We wouldn’t advocate using this approach over the long term, but it’s worked well this year. It worked throughout the regular season. In the playoffs, we’re 5.5–3.5–1. It’s gone well enough that we’re going to bump our units on each of these games from 20 to 30, which means we’re placing 15 units on each today. We’ve had a good football season. We have a bad recent history with college basketball. If we want to stay in the black until April, we need to try to make at least a little hay where there’s hay to be made. The sun’s shining.
Sparknotes: FPI with two points of HFA says Bills by 0.9 and Eagles by 5.5. We might end up betting both sides of this Eagles/Commanders game if the line moves.
Pick: Commanders +6 (–120). 15.00 units to win 12.50.
Pick: Bills +2 (–110). 15.00 units to win 13.64.
College Basketball: Rutgers at Penn State
We had an ok thing going. Not a great thing, but an ok thing. We were betting moderate moneyline favorites, and we were betting kind of big units (40 per pop, or roughly 4% of bankroll), but we were steadily winning small quantities. Then, these last five days, we went 6–4. I don’t know if expanding to two per day was what did us in or if we were doomed from the start, but our history isn’t good enough to keep riding that strategy.
Instead, we’re going back to spreads and totals, and we’re trying our “find a good spot” approach on the spreads. The totals are kind of a subtle hedge, and a little bit of an attempt at something adjacent to middling. We often like favorites in the same games where we like overs, and underdogs when we like unders. Faster-paced games give teams more time for the score to spread out. What we find in the market, though, is that the correlation isn’t real. Favorites and overs aren’t correlated with any sort of significance.
If the correlation’s real? It’s a hedge. If the correlation’s fake? We’re trying to exploit that vulnerability. Really, we like Penn State in this one and we’re willing to risk a coin flip on this strategy aimed at not losing both.
Why do we like Penn State?
Puff Johnson’s likely absence matters, but he’s a bigger name than he is a player. He’s Penn State’s second-best player, but the gap between him and potential replacements isn’t all that large, at least using EvanMiya. Meanwhile, Ace Bailey puts up big numbers but is often chaotic, and he’s probably shooting more threes right now than Rutgers would ideally see him shoot.
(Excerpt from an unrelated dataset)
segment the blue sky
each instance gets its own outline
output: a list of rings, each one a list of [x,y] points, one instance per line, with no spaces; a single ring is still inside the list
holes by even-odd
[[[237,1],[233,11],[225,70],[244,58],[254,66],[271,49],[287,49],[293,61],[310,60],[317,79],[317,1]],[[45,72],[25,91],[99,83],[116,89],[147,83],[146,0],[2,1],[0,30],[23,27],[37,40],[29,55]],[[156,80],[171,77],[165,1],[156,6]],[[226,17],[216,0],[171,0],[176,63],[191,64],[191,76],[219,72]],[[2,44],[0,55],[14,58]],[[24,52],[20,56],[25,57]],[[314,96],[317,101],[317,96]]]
Penn State’s a good enough team to weather a little stretch without Johnson. They’re good enough to beat Rutgers at home, even without their second-best guy. We think they’ll do it with some room to spare.
Pick: Penn State –7 (–115). 10.00 units to win 8.70.
Pick: Under 157 (–115). 10.00 units to win 8.70.
**
I am only roughly 90% confident in these numbers. We’ll get that Google Sheet up soon which tracks all our bets this year.
2025: +11.64 units (started with 1,000-unit bankroll)
2025: 1% average ROI (weighted by unit; sample size: 24 games)
Pre-2025: 0% average ROI (worse when limited to only sports)
Units taken from best odds we can find at major sportsbooks available to most Americans.